Civilização sem riso
Eça de Queiroz, in '«A Decadência do Riso», Gazeta de Notícias (1891)'
Desde que homem de acção e homem de pensamento são paralelamente tristes - o mundo, que é sua obra, só pode mostrar tristeza. Tristeza na sua literatura, tristeza na sua sociedade, tristeza nas suas festas, tristeza nos fatos negros de que se veste... Tristeza dentro de si, tristeza fora de si. E quando por acaso alguém por profissão tradicional, como os palhaços, ou por contraste, ou pela saudade da antiga alegria e o desejo de a ressuscitar, procura fazer rir este mundo - só lhe consegue arrancar a tal casquinada curta, áspera, rangente, quase dolorosa, que parece resultar de cócegas feitas nos pés de um doente.
Não há que duvidar! Voltaram os tempo de Albert Durer! Outra vez o famoso moço de asas potentes, no meio dos inumeráveis instrumentos das ciências e das artes, que atulham o seu laboratório, e diante das obras colossais, que com eles construiu, sente, sob esta produção excessiva que o não tornou nem melhor nem mais feliz, um imenso desalento, e, considerando a inutilidade de tudo, de novo deixa pender sobre as mãos a testa coroada de louro.
Pobre moço, que, de muito trabalhar sobre o universo e sobre ti próprio, perdeste a simplicidade e com ela o riso, queres um humilde conselho? Abandona o teu laboratório, reentra na Natureza, não te compliques com tantas máquinas, não te subtilizes em tantas análises, vive uma boa vida de pai próvido que amanha a terra, e reconquistarás, com a saúde e com a liberdade, o dom augusto de rir.
Mas como pode escutar estes conselhos de sapiência um desgraçado que tem, nos poucos anos que ainda restam de século, de descobrir o problema da comunicação interastral, e de assentar sobre bases seguras todas as ciências psíquicas?
O infeliz está votado ao bocejar infinito. E tem por única consolação que os jornais lhe chamem e que ele se chame a si próprio - o Grande Civilizado.
E entristeceu - por causa da sua imensa civilização. O único homem sobre a Terra que ainda solta a feliz risada primitiva é o negro, na África. Quanto mais uma sociedade é culta - mais a sua face é triste. Foi a enorme civilização que nós criámos nestes derradeiros oitenta anos, a civilização material, a política, a económica, a social, a literária, a artística que matou o nosso riso, como o desejo de reinar e os trabalhos sangrentos em que se envolveu para o satisfazer mataram o sono de Lady MacBeth. Tanto complicámos a nossa existência social, que a Acção, no meio dela, pelo esforço prodigioso que reclama, se tornou uma dor grande: - e tanto complicámos a nossa vida moral, para a fazer mais consciente, que o pensamento, no meio dela, pela confusão em que se debate, se tornou uma dor maior. O homem de acção e de pensamento, hoje, está implacavelmente votado à melancolia.

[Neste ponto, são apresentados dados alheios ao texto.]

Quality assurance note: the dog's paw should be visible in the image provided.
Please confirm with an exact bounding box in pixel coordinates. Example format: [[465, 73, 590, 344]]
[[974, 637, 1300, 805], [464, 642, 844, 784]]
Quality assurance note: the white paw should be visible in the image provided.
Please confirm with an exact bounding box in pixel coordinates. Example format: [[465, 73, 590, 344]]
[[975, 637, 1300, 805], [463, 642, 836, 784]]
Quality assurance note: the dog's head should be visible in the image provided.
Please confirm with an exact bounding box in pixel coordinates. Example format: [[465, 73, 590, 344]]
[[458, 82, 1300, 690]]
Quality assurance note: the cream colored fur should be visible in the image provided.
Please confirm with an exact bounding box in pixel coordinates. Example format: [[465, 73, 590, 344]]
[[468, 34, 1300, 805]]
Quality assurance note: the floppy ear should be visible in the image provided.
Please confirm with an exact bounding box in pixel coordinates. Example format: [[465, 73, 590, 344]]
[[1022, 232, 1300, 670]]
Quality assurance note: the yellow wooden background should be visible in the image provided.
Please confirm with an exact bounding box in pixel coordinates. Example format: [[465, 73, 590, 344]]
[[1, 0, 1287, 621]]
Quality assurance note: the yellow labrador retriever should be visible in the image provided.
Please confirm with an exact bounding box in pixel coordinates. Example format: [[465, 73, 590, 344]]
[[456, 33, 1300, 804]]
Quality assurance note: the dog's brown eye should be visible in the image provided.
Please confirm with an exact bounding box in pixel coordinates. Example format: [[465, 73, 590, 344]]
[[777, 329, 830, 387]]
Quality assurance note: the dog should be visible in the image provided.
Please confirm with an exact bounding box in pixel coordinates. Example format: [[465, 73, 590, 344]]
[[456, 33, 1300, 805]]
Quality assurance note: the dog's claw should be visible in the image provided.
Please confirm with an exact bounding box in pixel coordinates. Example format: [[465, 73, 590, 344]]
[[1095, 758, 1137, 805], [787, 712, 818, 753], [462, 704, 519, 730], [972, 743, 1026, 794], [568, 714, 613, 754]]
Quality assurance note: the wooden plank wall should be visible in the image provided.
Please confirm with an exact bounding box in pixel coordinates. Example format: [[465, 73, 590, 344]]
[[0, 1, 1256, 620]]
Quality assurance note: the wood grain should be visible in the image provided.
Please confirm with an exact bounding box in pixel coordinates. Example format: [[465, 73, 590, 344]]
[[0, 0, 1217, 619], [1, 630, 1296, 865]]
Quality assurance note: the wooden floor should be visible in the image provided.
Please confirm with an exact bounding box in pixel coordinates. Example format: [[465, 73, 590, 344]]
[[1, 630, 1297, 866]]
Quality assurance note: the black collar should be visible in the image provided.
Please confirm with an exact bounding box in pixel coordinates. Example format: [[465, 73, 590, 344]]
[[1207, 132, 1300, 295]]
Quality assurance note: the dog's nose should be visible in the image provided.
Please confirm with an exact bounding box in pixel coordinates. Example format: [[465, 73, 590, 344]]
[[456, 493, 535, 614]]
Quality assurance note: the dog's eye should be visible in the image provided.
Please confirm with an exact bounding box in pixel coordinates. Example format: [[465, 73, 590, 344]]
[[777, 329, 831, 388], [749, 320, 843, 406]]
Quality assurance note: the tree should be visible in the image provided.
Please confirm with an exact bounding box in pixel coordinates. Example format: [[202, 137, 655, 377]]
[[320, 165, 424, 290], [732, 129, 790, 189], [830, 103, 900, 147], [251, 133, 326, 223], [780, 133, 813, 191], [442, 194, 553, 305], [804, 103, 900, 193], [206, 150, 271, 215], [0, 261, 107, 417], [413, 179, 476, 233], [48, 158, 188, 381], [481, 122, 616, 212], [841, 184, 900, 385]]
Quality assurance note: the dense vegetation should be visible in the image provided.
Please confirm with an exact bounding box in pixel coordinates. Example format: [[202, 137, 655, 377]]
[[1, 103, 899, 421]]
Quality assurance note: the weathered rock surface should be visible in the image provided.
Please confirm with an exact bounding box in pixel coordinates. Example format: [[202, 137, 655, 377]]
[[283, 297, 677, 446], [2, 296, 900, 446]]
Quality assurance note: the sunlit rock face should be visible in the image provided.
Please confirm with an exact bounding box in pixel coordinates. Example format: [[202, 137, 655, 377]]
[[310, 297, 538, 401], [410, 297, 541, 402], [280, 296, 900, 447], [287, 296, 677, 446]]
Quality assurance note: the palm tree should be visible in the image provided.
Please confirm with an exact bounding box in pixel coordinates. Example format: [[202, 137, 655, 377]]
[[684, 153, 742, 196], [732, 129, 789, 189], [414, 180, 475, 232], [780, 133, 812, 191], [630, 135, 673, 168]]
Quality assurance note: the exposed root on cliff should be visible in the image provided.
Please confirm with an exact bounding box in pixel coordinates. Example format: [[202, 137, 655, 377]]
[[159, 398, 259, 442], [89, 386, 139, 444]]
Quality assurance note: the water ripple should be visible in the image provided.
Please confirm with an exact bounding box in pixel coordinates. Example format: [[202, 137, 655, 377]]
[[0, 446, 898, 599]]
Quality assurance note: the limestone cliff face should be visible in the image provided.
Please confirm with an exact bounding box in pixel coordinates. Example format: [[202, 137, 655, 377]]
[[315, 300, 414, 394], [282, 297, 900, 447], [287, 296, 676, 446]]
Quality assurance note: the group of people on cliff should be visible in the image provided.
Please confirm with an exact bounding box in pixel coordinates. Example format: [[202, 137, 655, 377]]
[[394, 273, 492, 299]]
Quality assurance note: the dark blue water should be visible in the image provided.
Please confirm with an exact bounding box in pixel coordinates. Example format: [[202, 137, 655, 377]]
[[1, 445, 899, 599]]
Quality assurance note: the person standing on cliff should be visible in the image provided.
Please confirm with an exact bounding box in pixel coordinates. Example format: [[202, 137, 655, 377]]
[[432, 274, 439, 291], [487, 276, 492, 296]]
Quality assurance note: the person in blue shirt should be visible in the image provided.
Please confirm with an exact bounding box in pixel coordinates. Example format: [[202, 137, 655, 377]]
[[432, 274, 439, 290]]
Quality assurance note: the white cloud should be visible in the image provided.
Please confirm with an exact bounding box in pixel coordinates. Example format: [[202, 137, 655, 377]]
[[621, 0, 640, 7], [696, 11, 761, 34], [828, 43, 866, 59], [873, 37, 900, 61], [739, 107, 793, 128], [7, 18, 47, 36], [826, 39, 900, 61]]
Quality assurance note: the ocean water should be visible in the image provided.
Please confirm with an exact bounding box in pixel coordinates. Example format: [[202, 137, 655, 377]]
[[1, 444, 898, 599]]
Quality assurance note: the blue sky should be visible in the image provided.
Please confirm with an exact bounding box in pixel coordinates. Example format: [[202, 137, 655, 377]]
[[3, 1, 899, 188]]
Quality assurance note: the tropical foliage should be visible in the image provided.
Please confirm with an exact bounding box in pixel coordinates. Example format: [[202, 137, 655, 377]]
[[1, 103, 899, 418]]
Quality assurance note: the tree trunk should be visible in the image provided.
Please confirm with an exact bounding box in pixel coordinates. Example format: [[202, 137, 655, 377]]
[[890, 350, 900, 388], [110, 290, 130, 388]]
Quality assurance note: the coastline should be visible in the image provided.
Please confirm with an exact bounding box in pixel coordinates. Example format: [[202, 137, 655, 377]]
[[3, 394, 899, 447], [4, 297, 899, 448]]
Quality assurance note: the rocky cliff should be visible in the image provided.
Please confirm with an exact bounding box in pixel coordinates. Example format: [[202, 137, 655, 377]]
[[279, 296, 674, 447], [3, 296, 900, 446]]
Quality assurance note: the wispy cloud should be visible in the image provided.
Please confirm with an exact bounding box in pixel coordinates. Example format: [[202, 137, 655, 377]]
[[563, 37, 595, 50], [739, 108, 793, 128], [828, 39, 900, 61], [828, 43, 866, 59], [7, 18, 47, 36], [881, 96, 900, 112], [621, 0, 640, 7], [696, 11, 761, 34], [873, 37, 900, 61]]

Este pobre homem de acção, que todas as manhãs, ao acordar, sente dentro em si acordar também o amargo cuidado do pão a adquirir, da situação social a manter, da concorrência a repelir, da «íngreme escada a trepar», poderá porventura afrontar o Sol com singela alegria? Não. Entre ele e o Sol está o negro cuidado, que lhe estende uma sombra na face, lhe mata nela, como a sombra sempre faz às flores, a flor de todo o riso. Por outro lado o homem de pensamento que constantemente, pelo fatalismo da educação científica e crítica, busca as realidades através das aparências, e que no céu só vê uma complicada combinação de gases, e que na alma só descobre uma grosseira função de órgãos, e que sabe que porção de fosfato de cal entra em toda a lágrima, e que diante de dois olhos resplandecentes de amor pensa nos dois buracos da caveira que estão por trás, e que a todo o sacrifício heróico penetra logo o motivo egoísta, e que caminha sempre à procura da lei estável e eterna, e que a cada passo perde um sonho, e que por fim não sabe para onde vai, e nem mesmo sabe quem é - não pode ser senão um triste!
Etiquetas: Eça de Queirós
4 Comments:
O Grande Civilizado!
Fez-me bem ler este trecho do meu escritor favorito. Tenho (penso eu) todos os seus livros e nunca me canso de o ler. Pelo contrário, leio-o cada vez com mais gosto. O «Crime do padre Amaro» já o devo ter lido mais de dez vezes.
Um abraço.
A. Castro,
Como diria o Grande Civilizado, é mesmo necessária a «Comment moderation» e a «Word Verification» para termos comentários felizes?
Gostei da crónica mas não gosto de como começa: significa que se os negros de África ainda riem, tal facto se deverá a alguma falta de cultura? que conceito de cultura é este? e de civilização? decerto eurocênctrica e ocidentalizada... decerto não as que encaram todos os artefactos como culturais, decerto não a da Antropologia...
"Risada primitiva" parece-me perpetuar um estereotipo preconceituoso... E significará isso que não são dados a acção e pensamento?
Pena que não posso questionar o Eça, lui-même...
De resto, retirando essa alusão decerto pouco pensada e claro, contextualmente produzida,acho que todo o texto é bastante pertinente!
Fica-me ainda a insatisfação de um Eça que não olha para o passado, onde sempre houve motivos para ficar triste e para chorar... momentos alegres e tristes sempre existiram.. mas referindo-se ele, como creio, a uma envolvência do escritor com o seu tempo, numa literatura realista, a sua posição não poderia ser senão, a das contingências da sua época. Mas convém recordar que muitos outras épocas literárias souberam ouvir e transmitir as tristezas e desplantes dos contextos que se desenvolveram (Romantismo, ....).
O bom e velho Eça....
Mesmo no século XXI a sua obra sempre tem textos e livros que valem a pena ler.